MacLean himself was a native Gaelic-speaker from a Gaelic-speaking family, born in Glasgow, but growing up near Inverness. He was in the Royal Navy during the Second World War and his first book, HMS Ulysses (written after completing a degree in English at Glasgow University in 1953), was based on his own experiences. During the war, he had seen action in the Atlantic, then in the Mediterranean, and then in the Far East, around Burma, Sumatra and Singapore. These locations inform some of his novels but he wrote of Scotland with most affection, even while increasingly prioritising the commercial imperatives of bestseller fiction.

Each book balances the two necessary components of commercial fiction: novelty and familiarity. Each offers new characters and scenarios on one hand, and reliable structures and plots on the other. It’s a formula that cannot be endlessly repeated and there is no overarching trajectory to the novels as there is with the Bond stories. Densely written, they speak of an era in which reading itself was a different kind of activity from those familiar in the early 21st century or in the 1920s and 30s. Their style itself is now part of history.

This is also true of Nigel Tranter (1909-2000), but a different kind of popularity pertained with him. Tranter was the pre-eminent historical novelist of his time. One reason for this is that his popular novels were, arguably, the main source of historical information for thousands, perhaps millions, of Scots for generations, because Scottish history was not taught in Scottish schools.
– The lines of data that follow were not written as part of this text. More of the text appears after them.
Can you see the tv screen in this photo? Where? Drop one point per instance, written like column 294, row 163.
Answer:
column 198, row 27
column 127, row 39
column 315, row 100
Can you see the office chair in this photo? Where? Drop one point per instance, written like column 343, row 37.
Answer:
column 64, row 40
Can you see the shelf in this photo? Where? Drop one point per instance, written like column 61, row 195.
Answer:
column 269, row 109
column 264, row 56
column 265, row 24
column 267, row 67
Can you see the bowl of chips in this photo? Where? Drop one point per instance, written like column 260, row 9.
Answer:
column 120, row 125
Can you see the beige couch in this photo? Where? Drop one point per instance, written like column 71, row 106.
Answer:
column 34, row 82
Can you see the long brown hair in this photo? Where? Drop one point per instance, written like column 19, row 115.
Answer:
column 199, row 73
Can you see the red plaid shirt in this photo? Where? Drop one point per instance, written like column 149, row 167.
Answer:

There was a deep, long-lasting appetite for stories and information about Scottish history, accessible, written with a sense of dramatic urgency. And, as with John Prebble, the drama in Tranter’s writing is in the historical stories themselves, rather than in style or plotting.

HIS best works include his

quasi-fictionalised tales of the lives of Saint Columba, William Wallace, Robert the Bruce, James IV, James V, Andrew Fletcher of Saltoun, and the Marquis of Montrose. Sometimes these historical figures are seen in different novels from different perspectives, almost as different people, yet the vast panorama of Tranter’s national saga takes them all in, from Druid Sacrifice (1993), set c.518-543 AD, through True Thomas (1981), based on life of King Alexander III and Thomas of Ercildoun or Thomas the Rhymer, set c.1265-1292, to the James kings (I, II, III, IV, V and VI), taking the reader from the Wars of Independence to Mary Queen of Scots and the Union of the Crowns. The Wisest Fool (1974) tells the story of James VI as he became James I of the abruptly United Kingdom, and is set 1603-1611; the Montrose trilogy is set during the Wars of the Three Kingdoms; Honours Even (1995) tells of Cromwell’s bloody invasion of Scotland; and The Patriot (1982) leads up to the Union of the Parliaments in 1707, with Andrew Fetcher of Saltoun as the central character. The MacGregor trilogy (1957-62) describes the first half of the 18th century and there are a number of other novels set in later historical periods, including the 19th-century Clearances.

Tranter was prolific: children’s books, westerns, contemporary adventure novels and many non-fiction books, histories, topographical studies, architectural guides to castles and fortified houses. When he died at the age of 90 at the beginning of the 21st century, he had probably done more to bring the history of Scotland to generations of readers than any other single person.

The virtues of popularity are not to be denied and should never be too swiftly dismissed. In some respects Tranter was attempting a cure for what MacDiarmid called “Scotland’s self-suppression”. That it has taken so long to establish Scottish history and literature in our schools is itself a historical tragedy but that these areas of enquiry are now embedded is progress, and Tranter would have been glad of that.